This posting and the subsequent ones dealing with the EconTalk podcast of TMS is to prepare for a Liberty Fund colloqia in July on Adam Smith.
This posting deals with the introduction to TMS and the first podcast.
Introduction to Raphael edition of TMS - pages 1 -52
1. Influence of Stoic philosophy
2. 3 virtues of prudence, beneficence and self command
3. Self command permeates all virtue (great precept of nature)

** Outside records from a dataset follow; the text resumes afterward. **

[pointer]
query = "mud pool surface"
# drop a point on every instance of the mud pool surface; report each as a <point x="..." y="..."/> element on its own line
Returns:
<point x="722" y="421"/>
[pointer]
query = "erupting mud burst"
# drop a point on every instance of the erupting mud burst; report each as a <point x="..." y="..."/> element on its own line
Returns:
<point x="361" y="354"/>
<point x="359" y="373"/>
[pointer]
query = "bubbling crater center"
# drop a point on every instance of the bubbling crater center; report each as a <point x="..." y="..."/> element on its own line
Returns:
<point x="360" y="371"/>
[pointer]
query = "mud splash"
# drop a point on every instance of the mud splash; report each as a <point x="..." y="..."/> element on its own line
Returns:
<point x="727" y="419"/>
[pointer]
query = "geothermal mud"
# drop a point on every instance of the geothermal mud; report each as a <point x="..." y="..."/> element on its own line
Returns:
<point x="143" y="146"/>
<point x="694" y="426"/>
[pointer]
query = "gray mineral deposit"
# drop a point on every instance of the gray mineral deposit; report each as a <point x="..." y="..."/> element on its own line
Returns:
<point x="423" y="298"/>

4. Stoicism permeated range of ethics and social science
5. View nature as a cosmic harmony - informs metaphor of invisible hand - the Stoic idea of harmonious system
6. Impartial (indifferent) spectator - as related to conscience
7. Natural harmony and natural liberty
8. Role of prudence and how prudence works with self command to reinforce moral/ethical behavior
9. Sympathy or fellow feeling
10. Judge the agent's motive not the action
11. Ethics - criterion for determining right action - impartial spectator (preferred by Smith) and utility
12. TMS and WN compliment each other - TMS - argument to understand sympathy's role in moral judgment. WN deals with motives for action - which include self love.
From the first podcast:
"Theory of Moral Sentiments (TMS) first published in 1759, revised, final edition 1790; spanned publication of Wealth of Nations, which was published in 1776. Impression of TMS: richer version of Wealth of Nations. Caricature of Adam Smith is focus on greed and self-interest. By contrast, TMS focuses on a richer set of motivations: fame, glory, guilt, reputation, self-esteem. Is that a good characterization? Moral dimensions of our conduct. Sometimes people feel that there is a tension between the two books. Smith trying to explore moral considerations and understandings, but also engaging in a project to advance them, improve them. Not just social psychology or moral psychology; agenda driven, part of enlightenment movement, sees developments of all kinds around him. Smith sees that he needs to explore natural jurisprudence, includes political economy--what the laws ought to be, proper law, desirable law as opposed to the positive law of each nation. Larger project: exploring the moral sentiments, wisdom, virtue."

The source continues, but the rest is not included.